Partindo da idealização da maternidade (“Todos nós esperamos ter, casar com, ser boas mães”, p. 17), do que se espera de uma mãe, da única hipótese de mãe possível – a amante incondicional, a apaixonada pelos filhos, a auto-relegada para segundo ou terceiro plano em prol deles –, a autora, em entrevistas, já salientou que, quando se põe um filho no mundo, não se sabe quem está lá. Não se sabe quem vai ser. E, portanto, abordar a quebra da expectativa do amor maternal incondicional – que é global – passa por trazer, literalmente preto no branco, um tabu escancarado para a literatura.
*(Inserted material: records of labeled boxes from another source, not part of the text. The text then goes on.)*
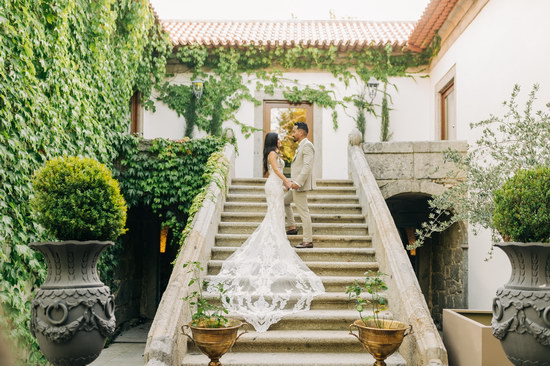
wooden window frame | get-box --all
[439,78,455,140]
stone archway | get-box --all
[384,192,468,329]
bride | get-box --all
[209,132,325,332]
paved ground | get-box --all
[90,323,151,366]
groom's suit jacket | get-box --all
[290,138,315,191]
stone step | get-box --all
[231,178,353,187]
[215,234,372,248]
[188,330,364,353]
[226,193,359,204]
[208,260,378,276]
[204,276,365,292]
[204,292,385,310]
[227,309,392,331]
[218,221,369,235]
[222,212,365,224]
[224,202,362,214]
[229,185,356,196]
[182,352,407,366]
[212,247,375,262]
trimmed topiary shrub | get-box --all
[493,167,550,243]
[31,157,127,240]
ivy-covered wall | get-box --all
[0,0,171,365]
[144,42,437,178]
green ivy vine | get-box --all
[115,136,226,244]
[159,38,438,137]
[0,0,171,365]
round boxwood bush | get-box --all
[493,167,550,243]
[31,157,127,240]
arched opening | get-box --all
[386,193,467,329]
[109,206,178,326]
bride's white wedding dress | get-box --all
[209,158,325,332]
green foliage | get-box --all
[31,156,127,240]
[115,136,225,247]
[180,151,230,246]
[0,0,171,365]
[414,85,550,249]
[182,262,229,328]
[159,45,435,136]
[493,167,550,243]
[346,271,388,328]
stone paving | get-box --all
[90,322,151,366]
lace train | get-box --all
[209,159,325,332]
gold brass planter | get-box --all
[349,319,412,366]
[182,319,248,366]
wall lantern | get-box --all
[191,79,204,99]
[367,76,380,103]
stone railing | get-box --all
[348,131,448,366]
[144,144,235,366]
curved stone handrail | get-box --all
[348,140,448,366]
[144,144,235,366]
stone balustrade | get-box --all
[144,144,235,366]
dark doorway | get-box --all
[386,193,467,329]
[116,207,177,325]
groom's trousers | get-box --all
[285,190,313,243]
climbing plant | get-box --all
[115,136,226,247]
[0,0,171,365]
[159,38,439,136]
[380,83,391,141]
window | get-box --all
[439,79,456,140]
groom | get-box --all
[285,122,315,248]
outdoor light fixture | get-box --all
[191,79,204,99]
[367,76,380,103]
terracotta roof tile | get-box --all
[161,20,415,51]
[408,0,458,51]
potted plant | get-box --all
[491,167,550,365]
[182,262,247,366]
[346,272,412,366]
[30,157,127,366]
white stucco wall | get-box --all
[430,0,550,309]
[143,72,433,179]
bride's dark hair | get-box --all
[264,132,279,175]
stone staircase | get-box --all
[182,179,406,366]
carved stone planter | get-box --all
[491,243,550,366]
[30,241,116,366]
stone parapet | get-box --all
[348,143,448,366]
[144,144,235,366]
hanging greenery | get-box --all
[0,0,171,365]
[159,39,438,140]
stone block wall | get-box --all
[362,141,468,328]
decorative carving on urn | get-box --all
[491,243,550,366]
[31,241,116,366]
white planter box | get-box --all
[443,309,514,366]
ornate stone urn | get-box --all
[492,242,550,366]
[30,241,116,366]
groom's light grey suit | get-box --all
[285,138,315,243]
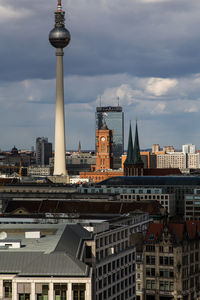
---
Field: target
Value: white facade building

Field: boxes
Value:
[0,217,141,300]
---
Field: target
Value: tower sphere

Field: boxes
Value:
[49,27,71,48]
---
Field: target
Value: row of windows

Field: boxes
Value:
[3,280,86,300]
[96,229,128,248]
[146,280,174,291]
[146,268,174,278]
[96,271,135,291]
[146,245,173,253]
[120,195,169,200]
[96,240,129,260]
[97,287,135,300]
[146,255,174,266]
[97,254,135,277]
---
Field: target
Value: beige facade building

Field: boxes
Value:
[140,221,200,300]
[0,217,136,300]
[157,152,200,169]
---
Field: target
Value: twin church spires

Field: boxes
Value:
[124,121,144,176]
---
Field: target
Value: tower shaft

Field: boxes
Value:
[54,48,67,175]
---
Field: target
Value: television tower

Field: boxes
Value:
[49,0,70,176]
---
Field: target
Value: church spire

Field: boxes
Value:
[124,120,144,176]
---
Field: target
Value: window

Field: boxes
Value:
[160,281,169,291]
[35,283,49,300]
[3,280,12,298]
[146,280,155,290]
[85,246,92,258]
[72,283,85,300]
[146,255,155,265]
[19,294,30,300]
[53,283,67,300]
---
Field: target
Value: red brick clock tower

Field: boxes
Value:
[96,122,113,171]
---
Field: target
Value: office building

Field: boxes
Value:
[0,218,138,300]
[36,137,52,166]
[157,148,200,169]
[98,176,200,216]
[142,221,200,300]
[95,106,124,168]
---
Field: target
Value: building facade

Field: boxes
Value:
[95,106,124,168]
[143,221,200,300]
[0,219,138,300]
[95,123,113,170]
[36,137,52,166]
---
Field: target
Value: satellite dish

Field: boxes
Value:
[0,231,7,240]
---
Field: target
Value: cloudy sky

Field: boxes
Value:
[0,0,200,150]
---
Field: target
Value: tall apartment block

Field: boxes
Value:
[36,137,52,166]
[95,106,124,168]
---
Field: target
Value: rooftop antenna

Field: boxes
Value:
[117,97,119,106]
[57,0,62,12]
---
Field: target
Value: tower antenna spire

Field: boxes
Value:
[57,0,62,12]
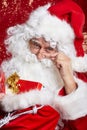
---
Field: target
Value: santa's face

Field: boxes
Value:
[29,38,57,60]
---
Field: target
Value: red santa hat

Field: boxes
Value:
[48,1,85,56]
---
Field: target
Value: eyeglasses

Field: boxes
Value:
[29,39,57,53]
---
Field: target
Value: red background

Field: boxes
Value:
[0,0,87,63]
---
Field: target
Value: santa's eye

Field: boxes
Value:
[30,40,41,49]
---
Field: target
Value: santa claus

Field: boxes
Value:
[0,1,87,130]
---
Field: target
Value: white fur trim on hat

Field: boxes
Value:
[72,54,87,72]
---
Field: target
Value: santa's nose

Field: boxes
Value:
[37,49,45,60]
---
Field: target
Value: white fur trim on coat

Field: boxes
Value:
[1,79,87,120]
[54,79,87,120]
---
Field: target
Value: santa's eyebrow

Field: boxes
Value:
[31,39,41,44]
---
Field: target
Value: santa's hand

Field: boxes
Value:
[0,93,5,99]
[51,52,77,94]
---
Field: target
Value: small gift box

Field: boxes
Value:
[0,68,5,93]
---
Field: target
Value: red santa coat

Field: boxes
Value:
[0,80,87,130]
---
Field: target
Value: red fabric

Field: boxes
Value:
[48,0,85,56]
[0,80,60,130]
[62,116,87,130]
[1,106,59,130]
[17,80,42,93]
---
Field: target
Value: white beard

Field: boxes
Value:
[2,53,63,91]
[1,50,63,112]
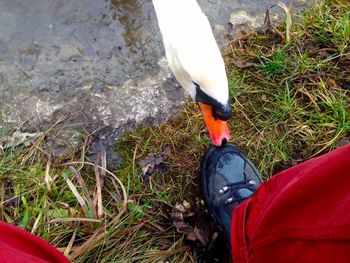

E será esse o papel desta arte: enfrentar os cornos da vida, pegar neles, escarafunchar o desconforto, permitir que o desconforto se alastre, não ter medo de encarar ou apanhar traumas, ir ao âmago mais profundo da psicologia humana, pôr os pés noutros sapatos. A literatura, assim, permite-se imiscuir-se em terreno proibido pela vida. Enfrentar tabus é isso mesmo e esse é o seu grande triunfo: entrar em lugares secretos, expo-los, dá-los, ser outras cabeças, ampliar as cabeças dos leitores ao dar-lhes mais mundo de bandeja.
Assim, Ashley Audrain põe-nos dentro de uma cabeça (Blythe) que não quis ter aquela filha (Violet). Ao fim de algum tempo, admite-o para si própria, já que a aversão é por demais evidente, tornando-se claro o asco que a presença da filha provoca, assim como o seu próprio desconforto, que também se torna em asco, por ser mãe dela. Incapaz de se desfazer dessa carga – a responsabilidade do nascimento de Violet é sua, a da sua sobrevivência também –, não entende no início se é ela que não está talhada para ser mãe, se é a miúda que não merece amor.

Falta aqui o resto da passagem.